Preheat the oven to 400 degrees . Spread the dough on a lightly floured 12-by-18-inch baking sheet and bake until the crust is fully cooked, about 15 minutes.
In a large saucepan, combine the potato slices and enough salted water to cover; bring to a boil. Drain and pat dry.
Meanwhile, in a large nonstick skillet, cook the bacon over medium-low heat until crisp, 8 to 10 minutes. Transfer the bacon to a paper-towel-lined plate, reserving the bacon fat.
Increase the heat to medium-high and, working in batches, add the potato slices to the skillet. Cook, turning once, until golden, about 5 minutes; transfer to a paper-towel-lined plate to drain. In the same skillet, add the scallion whites and cook until soft, about 2 minutes; add to the potatoes.
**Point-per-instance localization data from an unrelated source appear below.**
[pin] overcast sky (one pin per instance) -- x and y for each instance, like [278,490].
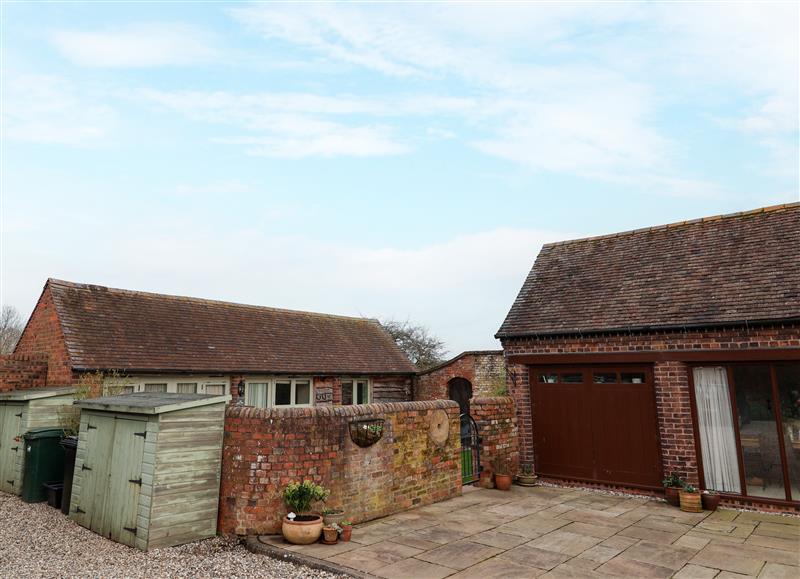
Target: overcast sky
[384,160]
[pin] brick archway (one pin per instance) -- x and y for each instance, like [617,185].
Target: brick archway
[460,390]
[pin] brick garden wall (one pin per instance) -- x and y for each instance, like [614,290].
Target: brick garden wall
[671,379]
[496,418]
[265,449]
[43,335]
[485,370]
[18,371]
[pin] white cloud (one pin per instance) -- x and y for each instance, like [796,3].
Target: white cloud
[137,46]
[593,108]
[477,273]
[52,110]
[230,187]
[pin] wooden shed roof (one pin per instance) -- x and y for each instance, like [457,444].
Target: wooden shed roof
[150,402]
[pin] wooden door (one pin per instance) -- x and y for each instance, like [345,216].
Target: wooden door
[125,481]
[10,447]
[95,470]
[597,424]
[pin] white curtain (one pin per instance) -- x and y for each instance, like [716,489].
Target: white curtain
[717,437]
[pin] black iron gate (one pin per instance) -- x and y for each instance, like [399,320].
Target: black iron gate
[470,450]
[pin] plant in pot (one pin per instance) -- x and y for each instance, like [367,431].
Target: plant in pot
[502,475]
[710,500]
[347,531]
[525,477]
[332,516]
[690,500]
[672,487]
[330,534]
[299,527]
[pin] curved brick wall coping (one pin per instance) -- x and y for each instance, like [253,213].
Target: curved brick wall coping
[498,400]
[343,411]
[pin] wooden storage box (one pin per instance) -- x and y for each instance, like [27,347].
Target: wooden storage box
[21,410]
[147,469]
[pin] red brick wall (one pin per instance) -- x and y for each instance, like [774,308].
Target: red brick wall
[497,426]
[18,371]
[484,370]
[43,335]
[671,378]
[265,449]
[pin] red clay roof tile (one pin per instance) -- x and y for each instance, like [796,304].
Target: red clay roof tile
[108,328]
[736,268]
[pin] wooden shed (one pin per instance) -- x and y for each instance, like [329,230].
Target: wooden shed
[147,469]
[21,410]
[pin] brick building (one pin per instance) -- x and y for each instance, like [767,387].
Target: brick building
[264,357]
[667,349]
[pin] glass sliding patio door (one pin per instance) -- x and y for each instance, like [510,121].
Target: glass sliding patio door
[758,431]
[717,434]
[748,422]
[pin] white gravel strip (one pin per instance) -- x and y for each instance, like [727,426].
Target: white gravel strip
[38,541]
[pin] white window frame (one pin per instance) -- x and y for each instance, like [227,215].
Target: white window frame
[138,383]
[355,381]
[271,387]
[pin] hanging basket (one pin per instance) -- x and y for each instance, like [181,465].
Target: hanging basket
[366,432]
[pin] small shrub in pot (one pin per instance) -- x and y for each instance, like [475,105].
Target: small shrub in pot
[299,527]
[672,487]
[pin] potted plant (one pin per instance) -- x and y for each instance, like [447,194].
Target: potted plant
[710,500]
[347,531]
[672,487]
[299,527]
[690,500]
[502,475]
[332,516]
[330,534]
[525,477]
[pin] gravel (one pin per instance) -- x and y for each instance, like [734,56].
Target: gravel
[38,541]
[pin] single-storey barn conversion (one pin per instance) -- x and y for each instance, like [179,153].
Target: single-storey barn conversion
[667,349]
[264,357]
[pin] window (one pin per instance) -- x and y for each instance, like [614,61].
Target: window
[356,392]
[269,392]
[215,389]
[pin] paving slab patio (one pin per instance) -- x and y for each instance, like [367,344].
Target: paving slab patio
[564,532]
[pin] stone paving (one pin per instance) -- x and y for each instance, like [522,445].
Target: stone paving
[562,532]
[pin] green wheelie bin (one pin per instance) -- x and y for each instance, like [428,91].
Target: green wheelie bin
[44,462]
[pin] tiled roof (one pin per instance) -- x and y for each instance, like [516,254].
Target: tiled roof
[107,328]
[729,269]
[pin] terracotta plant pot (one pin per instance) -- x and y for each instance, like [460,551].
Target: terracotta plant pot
[672,494]
[710,502]
[502,481]
[690,502]
[330,536]
[303,532]
[347,531]
[527,480]
[331,519]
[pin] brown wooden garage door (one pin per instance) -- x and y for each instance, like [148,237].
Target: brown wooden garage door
[596,424]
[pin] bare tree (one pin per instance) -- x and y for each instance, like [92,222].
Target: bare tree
[10,329]
[423,348]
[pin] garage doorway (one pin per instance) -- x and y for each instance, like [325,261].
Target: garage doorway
[596,424]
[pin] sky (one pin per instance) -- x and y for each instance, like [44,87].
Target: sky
[389,160]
Wipe out the skillet, lower the heat to low and add the eggs. Scramble until just cooked, about 1 minute; season with salt and pepper.
Spread the pizza crust with the sour cream and layer the toppings evenly as follows: the ham slices, scrambled eggs, 1/2 cup gruyere, the potatoes, bacon, scallion greens and remaining 1/2 cup gruyere. Return to the oven to melt the cheese, about 5 minutes. Top with the frisee to serve.